I think this is what you want:

def Opt(n):
    if len(n) == 1:
        return 0
    else:
        return sum(n) + min(Opt(n[:i]) + Opt(n[i:])
                            for i in range(1, len(n)))

Example:

>>> Opt([1])
0
>>> Opt([1, 2])
3
>>> Opt([2, 3])
5
>>> Opt([1, 2, 3])
9
>>> Opt([1, 2, 3, 4])
19

Dynamic programming is about dividing the "big problem" into small subproblems.

So, first of all, you should identify how the big problem is related to the subproblems. You do this by writing a recurrence relation. In this case:

Opt(nums) = sum(nums) + min(...)

You also need a starting point:

Opt(nums) = 0 iff len(nums) == 1

As you can see, once you have wrote the recurrence relation, transforming it into Python code is often straightforward.

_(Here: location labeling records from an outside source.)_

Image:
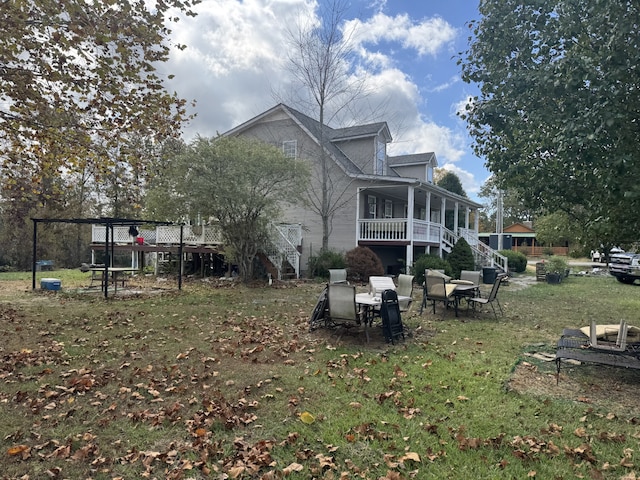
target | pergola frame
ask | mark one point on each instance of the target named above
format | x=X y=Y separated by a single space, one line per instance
x=109 y=223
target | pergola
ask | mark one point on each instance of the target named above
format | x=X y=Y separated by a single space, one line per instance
x=109 y=223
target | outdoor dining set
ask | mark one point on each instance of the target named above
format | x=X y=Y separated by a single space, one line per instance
x=340 y=305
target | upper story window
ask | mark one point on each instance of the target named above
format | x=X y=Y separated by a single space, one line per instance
x=373 y=205
x=388 y=209
x=381 y=158
x=290 y=148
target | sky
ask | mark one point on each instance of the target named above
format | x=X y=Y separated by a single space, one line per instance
x=235 y=67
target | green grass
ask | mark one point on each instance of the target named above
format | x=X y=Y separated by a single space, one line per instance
x=211 y=381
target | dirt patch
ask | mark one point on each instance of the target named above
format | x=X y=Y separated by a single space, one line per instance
x=613 y=389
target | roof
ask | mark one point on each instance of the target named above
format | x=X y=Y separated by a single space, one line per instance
x=335 y=136
x=428 y=158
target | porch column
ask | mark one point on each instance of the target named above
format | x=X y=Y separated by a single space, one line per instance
x=443 y=223
x=455 y=218
x=411 y=192
x=358 y=193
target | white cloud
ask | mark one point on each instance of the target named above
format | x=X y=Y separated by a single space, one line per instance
x=236 y=59
x=428 y=36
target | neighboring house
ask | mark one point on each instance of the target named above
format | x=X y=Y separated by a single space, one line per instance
x=387 y=203
x=521 y=237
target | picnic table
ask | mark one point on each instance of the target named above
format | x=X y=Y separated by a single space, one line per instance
x=575 y=344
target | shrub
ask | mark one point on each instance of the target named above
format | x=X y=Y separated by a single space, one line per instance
x=461 y=258
x=362 y=262
x=557 y=265
x=517 y=260
x=319 y=265
x=426 y=261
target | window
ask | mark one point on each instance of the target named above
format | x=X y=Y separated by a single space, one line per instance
x=373 y=206
x=290 y=148
x=388 y=209
x=381 y=156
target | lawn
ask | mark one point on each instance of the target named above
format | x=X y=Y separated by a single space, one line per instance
x=221 y=380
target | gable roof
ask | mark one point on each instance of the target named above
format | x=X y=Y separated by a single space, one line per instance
x=428 y=158
x=334 y=137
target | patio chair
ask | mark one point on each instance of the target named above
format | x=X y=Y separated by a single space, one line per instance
x=377 y=285
x=471 y=276
x=342 y=311
x=405 y=289
x=437 y=290
x=341 y=299
x=491 y=299
x=338 y=275
x=390 y=312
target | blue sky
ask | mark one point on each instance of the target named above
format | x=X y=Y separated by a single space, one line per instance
x=235 y=67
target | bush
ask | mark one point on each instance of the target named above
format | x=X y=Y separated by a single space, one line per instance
x=461 y=258
x=556 y=265
x=319 y=266
x=517 y=260
x=426 y=261
x=362 y=263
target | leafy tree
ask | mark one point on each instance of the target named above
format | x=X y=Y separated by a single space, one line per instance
x=327 y=259
x=242 y=183
x=77 y=81
x=461 y=258
x=451 y=182
x=428 y=261
x=79 y=77
x=513 y=210
x=556 y=229
x=556 y=117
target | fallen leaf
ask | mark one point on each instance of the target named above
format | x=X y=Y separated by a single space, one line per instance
x=307 y=418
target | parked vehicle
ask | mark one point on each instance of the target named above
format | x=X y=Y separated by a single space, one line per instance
x=625 y=266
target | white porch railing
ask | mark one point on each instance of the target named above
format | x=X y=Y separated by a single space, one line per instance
x=481 y=252
x=388 y=229
x=191 y=234
x=169 y=234
x=285 y=239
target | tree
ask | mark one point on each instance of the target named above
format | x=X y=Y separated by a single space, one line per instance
x=451 y=182
x=320 y=60
x=461 y=257
x=512 y=208
x=78 y=77
x=240 y=183
x=556 y=117
x=556 y=229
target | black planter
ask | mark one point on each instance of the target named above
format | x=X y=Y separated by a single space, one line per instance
x=554 y=278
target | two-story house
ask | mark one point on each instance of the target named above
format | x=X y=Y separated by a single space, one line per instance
x=387 y=203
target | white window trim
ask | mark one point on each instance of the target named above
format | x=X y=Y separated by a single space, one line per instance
x=372 y=203
x=388 y=209
x=290 y=148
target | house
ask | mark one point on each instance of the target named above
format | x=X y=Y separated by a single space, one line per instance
x=521 y=237
x=387 y=203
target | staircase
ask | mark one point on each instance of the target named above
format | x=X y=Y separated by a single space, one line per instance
x=483 y=255
x=282 y=251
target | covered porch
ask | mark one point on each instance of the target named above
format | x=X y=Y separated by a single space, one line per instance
x=414 y=215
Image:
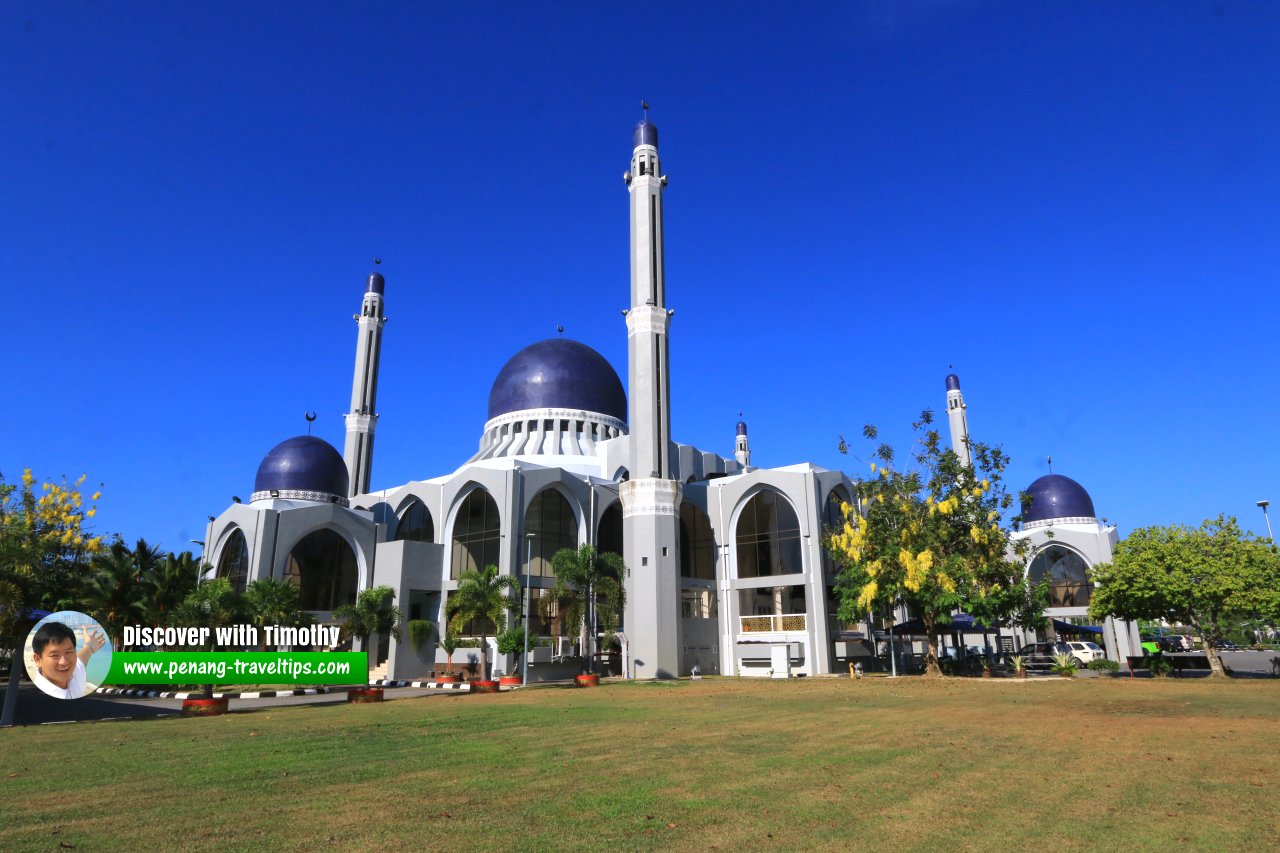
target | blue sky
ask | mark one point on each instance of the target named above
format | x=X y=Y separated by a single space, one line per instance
x=1074 y=204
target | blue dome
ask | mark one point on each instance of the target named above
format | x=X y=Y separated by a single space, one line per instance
x=645 y=133
x=1057 y=497
x=558 y=373
x=302 y=464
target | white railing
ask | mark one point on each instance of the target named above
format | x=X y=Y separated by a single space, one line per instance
x=773 y=624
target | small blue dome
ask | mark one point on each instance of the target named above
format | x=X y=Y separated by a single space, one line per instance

It's important to understand that each subproblem is self-contained, and should not need external input. Your use of global variables was not only producing the wrong result, but was against the spirit of dynamic programming.

Your use of trees for expressing Opt() is nice. What you forgot to do is writing the relationship between each node and its children. If you did, I'm almost sure that you would have found the correct solution yourself.

We are not finished yet (thanks Stefan Pochmann for noticing). In order to build a true dynamic programming solution, you also need to avoid solving the same problem more than once. Currently, running Opt([1,2,3,4]) results in calling Opt([1,2]) more than once. One way to prevent that is by using memoization:

cache = {}

def Opt(n):
    # tuple objects are hashable and can be put in the cache.
    n = tuple(n)

    if n in cache:
        return cache[n]

    if len(n) == 1:
        result = 0
    else:
        result = sum(n) + min(Opt(n[:i]) + Opt(n[i:])
                              for i in range(1, len(n)))

    cache[n] = result
    return result

By the way, remember to handle the case where n is empty (i.e. len(n) == 0).